A 'contracting phase' universe, within (but still outside, in a way) the limits of the observable, exists only within a black hole after closure of the event horizon, when (and where), presumably, all of the physical laws begin operating in their reciprocals.

Possibly, that's what we're seeing above the level of the local group under the "G - theta sector" model, accounting for accelerating cosmological expansion.




Thinking about Pacman and our finite unbounded universe

Post 34

ITIWBS

Amndmts to post 31, 3:

Paragraph 11, 4th clause, amend to read:

", gamma bursts and ion jets..."


Thinking about Pacman and our finite unbounded universe

Post 35

ITIWBS

Amendment to post 34:

",gamma ray bursts..."


Thinking about Pacman and our finite unbounded universe

Post 36

Gnomon - time to move on

While I think that Pacman lives on a torus, I imagine our universe more like a hyper-potato with radius of curvature varying depending on the density of matter in the vicinity.


Thinking about Pacman and our finite unbounded universe

Post 37

Gnomon - time to move on

I think I'll write a short Post Article about this, before making it into a more detailed Edited Entry.


Thinking about Pacman and our finite unbounded universe

Post 38

ITIWBS

smiley - online2longsmiley - run

The mental brown-out effect kind of reminds me of...

Ciao!


Thinking about Pacman and our finite unbounded universe

Post 39

ITIWBS

Continuing where I left off, somewhat refreshed, I personally favor the 'cosmological foam' model, taking it from the distribution and mechanics of the cosmic voids. Not too far removed from the 'lumpy potato' model.

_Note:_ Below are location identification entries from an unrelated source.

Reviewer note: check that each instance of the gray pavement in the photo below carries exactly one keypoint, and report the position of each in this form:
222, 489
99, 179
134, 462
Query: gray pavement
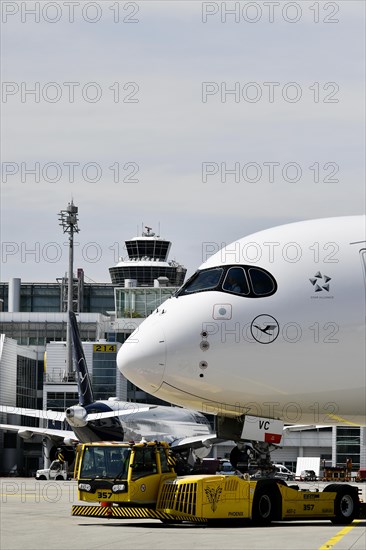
36, 515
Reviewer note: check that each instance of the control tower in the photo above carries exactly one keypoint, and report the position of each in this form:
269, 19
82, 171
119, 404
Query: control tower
146, 263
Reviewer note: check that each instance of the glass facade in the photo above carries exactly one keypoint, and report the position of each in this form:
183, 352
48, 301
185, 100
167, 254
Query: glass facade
46, 297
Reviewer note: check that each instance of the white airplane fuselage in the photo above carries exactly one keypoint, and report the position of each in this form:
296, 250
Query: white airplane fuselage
289, 344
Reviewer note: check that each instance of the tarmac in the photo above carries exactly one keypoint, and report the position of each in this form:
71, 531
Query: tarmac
37, 515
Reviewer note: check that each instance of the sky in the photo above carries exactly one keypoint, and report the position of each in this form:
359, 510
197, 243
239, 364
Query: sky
206, 121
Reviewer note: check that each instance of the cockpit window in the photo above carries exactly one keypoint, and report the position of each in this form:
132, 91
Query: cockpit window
204, 280
262, 283
241, 280
236, 281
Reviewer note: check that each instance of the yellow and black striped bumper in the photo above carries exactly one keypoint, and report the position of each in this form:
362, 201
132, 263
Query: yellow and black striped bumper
120, 512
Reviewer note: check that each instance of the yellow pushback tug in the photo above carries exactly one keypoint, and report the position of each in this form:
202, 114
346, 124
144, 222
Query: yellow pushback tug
137, 480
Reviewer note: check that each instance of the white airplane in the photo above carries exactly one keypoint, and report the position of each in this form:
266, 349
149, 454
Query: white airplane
271, 328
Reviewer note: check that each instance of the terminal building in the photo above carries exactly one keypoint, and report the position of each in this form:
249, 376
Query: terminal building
33, 373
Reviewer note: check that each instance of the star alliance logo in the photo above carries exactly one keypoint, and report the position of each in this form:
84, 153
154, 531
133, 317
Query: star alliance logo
320, 282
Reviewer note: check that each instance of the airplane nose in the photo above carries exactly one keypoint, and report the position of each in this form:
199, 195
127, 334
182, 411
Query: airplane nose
142, 358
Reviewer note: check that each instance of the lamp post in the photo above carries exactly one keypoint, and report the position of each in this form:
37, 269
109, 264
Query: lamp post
69, 223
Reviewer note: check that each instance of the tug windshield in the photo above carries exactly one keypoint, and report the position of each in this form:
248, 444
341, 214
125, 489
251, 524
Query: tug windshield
105, 462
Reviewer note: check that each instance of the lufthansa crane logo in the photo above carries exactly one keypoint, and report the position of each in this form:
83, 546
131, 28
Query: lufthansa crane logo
320, 282
264, 329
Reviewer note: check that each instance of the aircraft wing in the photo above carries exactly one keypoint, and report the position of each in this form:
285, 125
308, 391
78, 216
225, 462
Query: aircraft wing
27, 431
60, 416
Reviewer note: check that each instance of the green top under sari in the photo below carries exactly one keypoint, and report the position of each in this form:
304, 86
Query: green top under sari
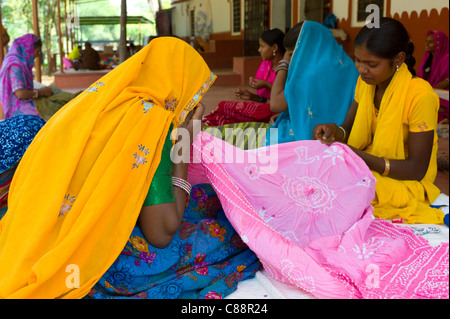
161, 189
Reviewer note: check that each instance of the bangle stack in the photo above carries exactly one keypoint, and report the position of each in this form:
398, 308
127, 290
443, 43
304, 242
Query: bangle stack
282, 65
181, 183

A fundamental principle with the cosmic voids, they all expand at a rate proportional to that of the universe itself, so that their relative proportions stay the same over cosmological time and they stay tangential to one another and do not interpenetrate.

Recessional acceleration of a galaxy from the center of the cosmic void it's associated with provides an alternative index to Hubbles' math for computing the age of the universe.

Many people prefer the 'wispy cobwebs' model, taking it on the basis of actual distribution of visible matter, distributed over the surfaces of the cosmic voids, marking off the the 'Van der Waals spaces'* between the cosmic voids, which in their interiors seem to be altogether devoid of matter creating a rather wispy and cobwebby appearance.




*Van der Waals was a Netherlander chemist who invented a formula for computing the volumes of the spaces between close packed spheres. If you've got a jar full of marbles of various sizes, the spaces between them are the Van der Waals spaces.


Thinking about Pacman and our finite unbounded universe

Post 40

Gnomon - time to move on

Brings a new meaning to the phrase "surfing the web".